The 4th Circuit has also ruled that a categorical rule against providing surgery for transgender inmates is unconstitutional, but that case did not involve an actual order that a prison system provide the surgery to a particular inmate.  This new 9th Circuit ruling sharpens the split with the 5th and 1st Circuits, raising the odds that a petition to the Supreme Court might be granted.  So far, the only Supreme Court ruling on the merits in a transgender case dates back several decades, when the Court ruled in a case involving a transgender inmate who was severely assaulted in prison that prison officials might be held to violate the 8th Amendment by failing to protect transgender inmates from serious injury while incarcerated.
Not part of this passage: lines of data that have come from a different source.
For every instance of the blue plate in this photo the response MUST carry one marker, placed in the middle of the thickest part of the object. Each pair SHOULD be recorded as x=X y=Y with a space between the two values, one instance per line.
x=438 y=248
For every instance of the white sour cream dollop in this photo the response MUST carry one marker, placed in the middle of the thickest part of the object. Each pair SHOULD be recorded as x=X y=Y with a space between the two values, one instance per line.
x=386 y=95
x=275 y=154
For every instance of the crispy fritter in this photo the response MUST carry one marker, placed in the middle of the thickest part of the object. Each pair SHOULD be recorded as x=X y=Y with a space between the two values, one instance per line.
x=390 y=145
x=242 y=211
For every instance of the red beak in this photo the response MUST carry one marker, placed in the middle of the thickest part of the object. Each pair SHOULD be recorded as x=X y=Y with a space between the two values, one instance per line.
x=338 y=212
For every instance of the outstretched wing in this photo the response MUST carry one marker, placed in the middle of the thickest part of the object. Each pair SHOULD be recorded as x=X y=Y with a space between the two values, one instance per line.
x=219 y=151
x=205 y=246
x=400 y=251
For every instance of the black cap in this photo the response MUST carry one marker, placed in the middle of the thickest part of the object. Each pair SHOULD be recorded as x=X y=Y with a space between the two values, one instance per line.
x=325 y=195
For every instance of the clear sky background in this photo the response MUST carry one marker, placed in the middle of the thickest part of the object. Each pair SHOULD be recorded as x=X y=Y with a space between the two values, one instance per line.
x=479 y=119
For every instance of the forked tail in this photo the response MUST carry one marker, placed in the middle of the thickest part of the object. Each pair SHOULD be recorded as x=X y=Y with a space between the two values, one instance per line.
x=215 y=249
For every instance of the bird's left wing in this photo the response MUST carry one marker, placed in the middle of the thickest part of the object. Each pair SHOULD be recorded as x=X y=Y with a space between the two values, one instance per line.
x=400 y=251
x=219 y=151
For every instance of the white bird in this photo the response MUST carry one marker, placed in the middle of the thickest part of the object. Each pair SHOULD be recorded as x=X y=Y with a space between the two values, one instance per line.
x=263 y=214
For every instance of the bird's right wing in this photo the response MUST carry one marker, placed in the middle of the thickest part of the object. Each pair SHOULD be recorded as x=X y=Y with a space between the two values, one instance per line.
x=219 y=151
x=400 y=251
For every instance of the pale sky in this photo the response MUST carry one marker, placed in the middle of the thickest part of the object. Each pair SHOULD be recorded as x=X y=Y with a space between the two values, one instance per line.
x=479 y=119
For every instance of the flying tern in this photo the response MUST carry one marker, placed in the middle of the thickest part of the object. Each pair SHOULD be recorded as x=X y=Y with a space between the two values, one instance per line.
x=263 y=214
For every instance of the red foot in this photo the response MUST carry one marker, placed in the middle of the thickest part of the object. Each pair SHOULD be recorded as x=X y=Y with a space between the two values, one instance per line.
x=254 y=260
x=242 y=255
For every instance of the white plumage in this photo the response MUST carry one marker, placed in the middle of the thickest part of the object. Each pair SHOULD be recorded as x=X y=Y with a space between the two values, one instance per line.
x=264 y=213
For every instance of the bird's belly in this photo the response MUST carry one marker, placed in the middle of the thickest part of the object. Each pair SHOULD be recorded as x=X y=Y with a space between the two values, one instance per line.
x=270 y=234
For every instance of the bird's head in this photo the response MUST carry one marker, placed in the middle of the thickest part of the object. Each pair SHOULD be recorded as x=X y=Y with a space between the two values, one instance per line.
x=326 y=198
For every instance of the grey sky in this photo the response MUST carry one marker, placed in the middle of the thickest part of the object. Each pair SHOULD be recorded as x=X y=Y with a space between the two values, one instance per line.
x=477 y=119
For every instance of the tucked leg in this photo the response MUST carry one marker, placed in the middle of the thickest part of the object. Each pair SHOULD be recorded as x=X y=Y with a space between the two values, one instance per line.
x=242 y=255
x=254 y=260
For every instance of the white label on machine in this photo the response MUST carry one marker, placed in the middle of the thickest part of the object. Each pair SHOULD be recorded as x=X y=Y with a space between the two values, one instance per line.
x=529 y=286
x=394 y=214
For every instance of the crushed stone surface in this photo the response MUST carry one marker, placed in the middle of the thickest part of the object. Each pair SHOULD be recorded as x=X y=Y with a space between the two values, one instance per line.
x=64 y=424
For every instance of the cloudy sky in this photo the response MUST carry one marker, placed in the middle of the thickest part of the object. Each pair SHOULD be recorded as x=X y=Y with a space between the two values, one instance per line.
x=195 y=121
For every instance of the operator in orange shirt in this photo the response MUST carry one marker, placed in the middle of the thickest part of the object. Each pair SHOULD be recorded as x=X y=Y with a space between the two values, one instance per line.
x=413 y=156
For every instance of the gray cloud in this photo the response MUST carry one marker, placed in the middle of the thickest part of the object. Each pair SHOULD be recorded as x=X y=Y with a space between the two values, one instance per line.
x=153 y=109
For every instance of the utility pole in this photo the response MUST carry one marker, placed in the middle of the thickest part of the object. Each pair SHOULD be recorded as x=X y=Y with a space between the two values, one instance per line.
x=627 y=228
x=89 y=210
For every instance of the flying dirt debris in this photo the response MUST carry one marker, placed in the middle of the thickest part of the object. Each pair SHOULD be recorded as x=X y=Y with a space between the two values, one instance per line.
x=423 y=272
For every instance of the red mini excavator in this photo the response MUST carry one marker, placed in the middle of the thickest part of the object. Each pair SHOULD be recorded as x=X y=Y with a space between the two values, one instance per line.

In the course of its ruling, the court determined that Corizon, the health care contractor for the Idaho prisons, was not liable under the 8th Amendment.  Liability was focused on the Idaho Corrections Department itself and Dr. Eliason.

The court emphasized the urgency of providing surgery to Edmo, clearly signaling that it would not be receptive to requests for delay pending further appeal by the state.  As a practical matter, if the state cannot obtain an emergency stay, the surgery will go forward unless Idaho decides to do what California did in an earlier case where the 9th Circuit had refused to stay a district court’s order pending appeal: accelerate the inmate’s parole date to avoid having to provide the surgery!  Anticipating that this kind of ruling might come from the 9th Circuit in that earlier case, California revised its rules to drop its categorical ban on providing gender confirmation surgery to inmates, and has already provided the procedure to one inmate, the first known instance in which a state has actually provided the surgery.

Edmo is represented by a team of attorneys from California and Idaho law firms as well as the National Center for Lesbian Rights.  Attorneys from a wide variety of civil rights organizations represented the various amicus parties.  The struggle to obtain this decision and opinion was a very large team effort, resulting in an array of briefs that can be usefully deployed in future litigation in other circuits.